Beyond Fest
- Location: Los Angeles, California, USA
- Language: International
- Website: beyondfest.com

= Beyond Fest =

Annual film festival in Los Angeles

Beyond Fest is the largest genre film festival in the United States, held annually in Los Angeles, California. Established in partnership with the American Cinematheque, Beyond Fest focuses on showcasing horror, science fiction, fantasy, and other genre films. The festival features a diverse range of programming, including new releases, rare retrospectives, and special events.

== History ==

Beyond Fest was established to cater to the genre film community in Los Angeles. Since its inception, it has expanded in both size and prestige, becoming a major event for genre film fans. The festival functions as a non-profit organization, with its proceeds benefiting the American Cinematheque, a 501(c)(3) non-profit film institution committed to celebrating the cinematic arts.

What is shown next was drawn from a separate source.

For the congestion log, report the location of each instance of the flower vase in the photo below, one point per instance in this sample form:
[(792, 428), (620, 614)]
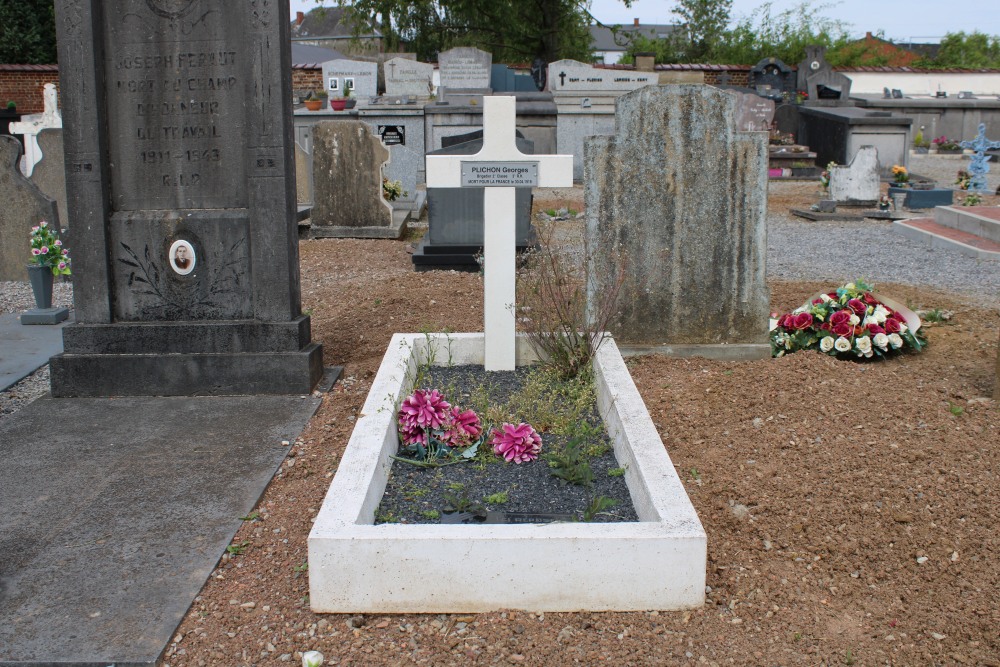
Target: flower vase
[(41, 285)]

== Festival programming ==

The festival's schedule features a blend of world and U.S. premieres, along with special screenings that frequently include appearances and Q&A sessions with directors, actors, and other industry experts. Beyond Fest is renowned for its diverse selection, showcasing both modern and classic genre films.

Head of programming is Evrim Ersoy.

== Notable screenings ==

2023: The 11th edition of Beyond Fest showcased 57 films over 15 days. Highlights included The Abyss: Special Edition with director James Cameron in attendance, The Creator by Gareth Edwards, and Manhunter with director Michael Mann present.

2023: The festival honored producer Roger Corman with a presentation of four films, followed by a discussion with several directors who started their careers working for the renowned genre icon.

2024: Beyond Fest showcased 82 films between September 25 and October 9, including Anora, The Brutalist, and Terrifier 3. On October 8, Speed was screened at the Egyptian Theater for its 30th anniversary, followed by a reunion Q&A from director Jan De Bont, and stars Keanu Reeves and Sandra Bullock.